For all the different kind of searches, results are organized around the FST page. When coming to the FST page from searching GenBank accession number or from the BLAST search result page, only the corresponding FST is displayed. If there are more than one insertion from the same line, a link to showing all the insertions of the line is given. When coming to the FST page from searching line ID, all the insertions of the line are shown and for each insertion the best FST is displayed.
AVAILABILITY
The GABI-Kat SimpleSearch database is freely available at http://www.GABI-Kat.de and can be queried through the web interface described above. The FST data were submitted to EMBL/GenBank/DDBJ as genomic survey sequence, and can also be downloaded in a flat file format from our web site. Finally, users can find our FST data at external A.thaliana web sites such as MIPS MAtDB (19), FLAGdb++(20) and SIGnAL (10). However, it is worth noting that minor differences do exist in the FST annotation on these sites when compared with SimpleSearch as they do not necessarily use an identical annotation procedure. Also, the external databases that rely on the FST data in GenBank may indicate the existence of an insertion in a given gene, but the respective line is dead which in turn means that the insertion allele described by the FST does not exist any more.
DISCUSSION
FST-based insertion mutant databases exist for various species for which insertional mutagenesis could be carried out in large scale. For A.thaliana, most of the insertion mutant databases were initially developed for holding the data generated in their own projects. While they are quite similar in the FST annotation and query interface, each database has its own unique features. Like GABI-Kat SimpleSearch, FLAGdb initially was a project database of mapped FSTs from the Versailles T-DNA population (8).
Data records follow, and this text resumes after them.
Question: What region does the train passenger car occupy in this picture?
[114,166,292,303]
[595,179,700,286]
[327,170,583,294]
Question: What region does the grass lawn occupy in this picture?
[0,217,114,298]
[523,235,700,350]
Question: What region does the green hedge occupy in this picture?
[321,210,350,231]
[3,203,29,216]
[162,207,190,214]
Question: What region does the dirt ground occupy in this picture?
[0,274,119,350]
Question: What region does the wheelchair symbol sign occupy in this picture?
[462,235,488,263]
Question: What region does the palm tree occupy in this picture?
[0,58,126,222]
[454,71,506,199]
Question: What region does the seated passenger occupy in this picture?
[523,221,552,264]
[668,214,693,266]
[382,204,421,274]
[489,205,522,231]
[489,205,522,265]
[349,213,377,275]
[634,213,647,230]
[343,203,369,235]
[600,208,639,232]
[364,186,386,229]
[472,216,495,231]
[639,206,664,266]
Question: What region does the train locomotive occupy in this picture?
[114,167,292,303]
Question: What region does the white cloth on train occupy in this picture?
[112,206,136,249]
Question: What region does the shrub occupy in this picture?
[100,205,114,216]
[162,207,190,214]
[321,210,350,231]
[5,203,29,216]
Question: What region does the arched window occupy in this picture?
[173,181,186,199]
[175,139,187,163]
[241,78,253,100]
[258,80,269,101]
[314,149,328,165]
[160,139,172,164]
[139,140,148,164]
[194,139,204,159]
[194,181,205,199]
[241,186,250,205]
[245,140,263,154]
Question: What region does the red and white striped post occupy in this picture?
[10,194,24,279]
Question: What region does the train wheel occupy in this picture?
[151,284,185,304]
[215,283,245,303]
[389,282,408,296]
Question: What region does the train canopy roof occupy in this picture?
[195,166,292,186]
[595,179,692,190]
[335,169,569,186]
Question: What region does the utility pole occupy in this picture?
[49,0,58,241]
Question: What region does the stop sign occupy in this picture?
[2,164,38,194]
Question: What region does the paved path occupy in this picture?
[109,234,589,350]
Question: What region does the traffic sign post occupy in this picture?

Currently, the FST data of FLAGdb has been integrated into FLAGdb++ (http://urgv.evry.inra.fr/projects/FLAGdb++/HTML/index.shtml), a database with JAVA front-end integrating different high-throughput functional genomics data for A.thaliana (20). ATIDB (Arabidopsis thaliana insertion database; http://atidb.org) is a federated database for archiving FSTs of transposon or T-DNA insertions for A.thaliana from different sources including SIGnAL, SAIL, GABI-Kat, FLAGdb and the John Innes Centre (21). Besides the various search options, ATIDB provides analysis tools to study the insertion distribution at a genome scale. The T-DNA Express at SIGnAL (http://signal.salk.edu/cgi-bin/tdnaexpress) is currently the most comprehensive database of mapped FSTs for A.thaliana (10). It integrates not only FSTs from sources collected by ATIDB mentioned above, but also include FST data from the Wisconsin T-DNA population (7) and the RIKEN transposon population (22). So far, >360 000 insertion sites have been stored in T-DNA Express, and cover ∼90% of all A.thaliana genes. The search interface at T-DNA Express provide different ways to access the insertion data. A useful tool at this site is ‘iSect toolbox’. Among the many functions this tool offers, a very important one is to design genomic primers to confirm the T-DNA insertions. Although the GABI-Kat SimpleSearch database concentrates on data generated from GABI-Kat, it allows searches and result presentations comparable to these large and complex databases.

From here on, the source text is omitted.